The only solution was goodbye.

That was it. The last of the few belongings Adam cared to keep were loaded into his coach. Two hours past dawn, and his driver was already waiting for him beside the carriage.

Under other circumstance, Adam might’ve taken one last walk through the cottage, just to be certain he wasn’t leaving anything important behind. But today he could not bear to look at the billiard room. He knew exactly what he was leaving behind.

Carole had said no.

He gripped the doorframe until his knuckles went white. The idea of walking away from this cottage, walking away from Carole, made him dizzy. His heart was incomplete without her. Yet he would have to go to London alone. Have to marry someone else, knowing full well his heart was hundreds of miles north.
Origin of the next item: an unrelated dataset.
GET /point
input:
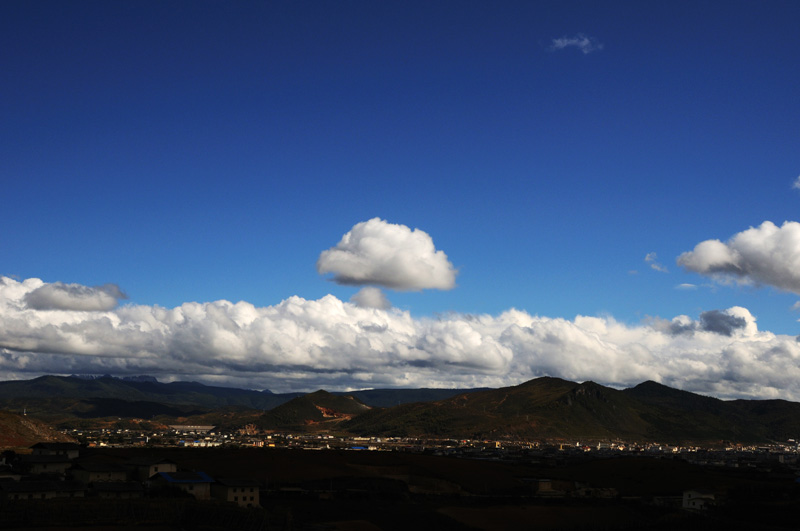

Perhaps Carole would wed someone else, too. She claimed she didn’t want to, but maybe she just didn’t want to marry him.

He could try to convince her, but her happiness came first—and, frankly, so did his. Having to talk an unwilling woman into marrying him was not the equal, loving union he’d been hoping for. If she didn’t want him, then she wasn’t the right one after all.

“Ready, Your Grace?” asked the driver.

It was then that Adam realized his proposal had lacked the most important words of all. He’d gotten the Marry me bit out, and forgotten the I love you. His stomach twisted. He covered his burning cheeks with his hand. Of all the henwitted mistakes a lovesick swain could make during a proposal…

Then again, she hadn’t said she loved him, either. Or asked about feelings at all. Her answer was just… no.